Medical affairs teams can ease the burden on HCPs by equipping them with economic data that is built on simple and transparent methodologies, with flexible population and cost inputs. In areas of rapid medical innovation where head-to-head data is not yet available, MSLs can also help HCPs interpret indirect analyses for determining comparative clinical value.

Where there is consolidation, and physicians need to follow the policy of the parent organization, MSLs can help physicians engage in the debate to achieve a quicker transition to the emerging standard of care. Their voice will be most powerful if they can speak the language of value. This requires pharmacoeconomic data, a solid understanding of the data, and the ability to explain it.

Bill McEllen

As HCPs become increasingly crunched for time and limit access to sales reps, Medical Affairs is becoming an essential way to maintain relationships between the company and HCP community. Medical Affairs teams must leverage data to make the most of this relationship and ensure that they are delivering timely, authentic, and personalized information that is relevant, to-the-point, and actionable. An HCP’s time is valuable, so the more we can use data to be one step ahead of their needs—to identify what information would be useful to them to make appropriate treatment decisions as well as how they want that information delivered—the more efficient those interactions can be and the better results we will see.

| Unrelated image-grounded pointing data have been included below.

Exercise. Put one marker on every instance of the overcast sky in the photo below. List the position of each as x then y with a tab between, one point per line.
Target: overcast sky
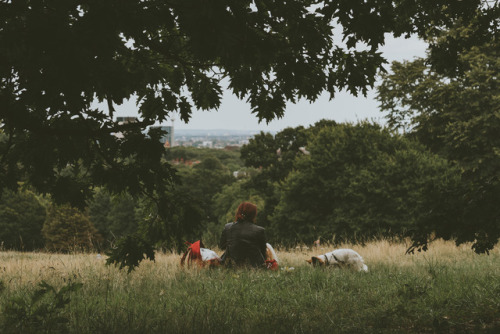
235	114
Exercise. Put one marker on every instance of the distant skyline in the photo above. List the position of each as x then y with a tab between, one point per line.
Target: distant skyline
236	114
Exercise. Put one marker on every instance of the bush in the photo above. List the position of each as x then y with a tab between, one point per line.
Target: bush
67	229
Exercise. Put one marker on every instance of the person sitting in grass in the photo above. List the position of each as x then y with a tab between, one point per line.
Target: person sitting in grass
243	241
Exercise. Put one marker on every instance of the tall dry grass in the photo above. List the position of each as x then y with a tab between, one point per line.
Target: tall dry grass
28	269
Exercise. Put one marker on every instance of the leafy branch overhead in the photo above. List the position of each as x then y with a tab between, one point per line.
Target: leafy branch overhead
58	56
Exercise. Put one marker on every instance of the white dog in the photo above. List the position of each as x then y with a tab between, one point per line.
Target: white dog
340	258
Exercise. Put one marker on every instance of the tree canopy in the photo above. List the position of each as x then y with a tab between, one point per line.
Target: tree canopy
59	56
457	115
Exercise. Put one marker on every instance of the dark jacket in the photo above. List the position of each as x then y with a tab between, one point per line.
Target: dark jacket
244	243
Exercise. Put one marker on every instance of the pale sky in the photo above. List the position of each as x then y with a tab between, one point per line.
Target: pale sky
236	114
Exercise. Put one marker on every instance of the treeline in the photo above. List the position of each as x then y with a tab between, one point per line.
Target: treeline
331	181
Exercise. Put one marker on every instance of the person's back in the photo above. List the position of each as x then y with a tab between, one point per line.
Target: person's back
243	241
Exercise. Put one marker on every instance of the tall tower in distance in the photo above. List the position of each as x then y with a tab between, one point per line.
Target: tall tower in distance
167	139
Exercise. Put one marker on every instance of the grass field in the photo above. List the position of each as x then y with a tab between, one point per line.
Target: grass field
448	289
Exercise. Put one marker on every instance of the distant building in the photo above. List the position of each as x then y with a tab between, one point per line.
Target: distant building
207	144
124	120
168	138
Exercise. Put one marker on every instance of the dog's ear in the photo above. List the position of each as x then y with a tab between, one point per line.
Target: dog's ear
316	261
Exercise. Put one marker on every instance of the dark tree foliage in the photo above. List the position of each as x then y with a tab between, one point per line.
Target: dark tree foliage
67	229
114	216
359	182
58	56
21	220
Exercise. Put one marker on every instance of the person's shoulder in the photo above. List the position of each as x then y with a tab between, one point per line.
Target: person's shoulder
259	228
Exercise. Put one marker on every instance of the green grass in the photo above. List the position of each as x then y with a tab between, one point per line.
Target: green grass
452	293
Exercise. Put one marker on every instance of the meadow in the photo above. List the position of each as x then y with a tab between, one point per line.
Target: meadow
447	289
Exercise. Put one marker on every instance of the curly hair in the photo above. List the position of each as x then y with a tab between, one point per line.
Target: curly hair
246	211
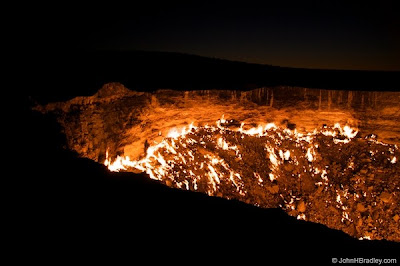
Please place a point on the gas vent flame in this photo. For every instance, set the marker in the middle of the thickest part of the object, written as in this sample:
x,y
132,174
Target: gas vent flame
x,y
270,166
155,152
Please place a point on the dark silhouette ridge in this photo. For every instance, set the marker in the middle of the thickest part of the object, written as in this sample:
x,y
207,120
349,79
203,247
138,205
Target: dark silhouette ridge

As the healthcare landscape evolves, the old way of MSLs providing reactive medical information will no longer be enough to keep up. For Med Affairs to be successful, they must proactively anticipate what an HCP might need and provide actionable solutions. For example, do they have easily shareable information for not only their patients, but also care partners? What tools might they need when leveraging telemedicine as compared to an office visit? Are the medications they want to prescribe accessible and available at their patient’s pharmacy?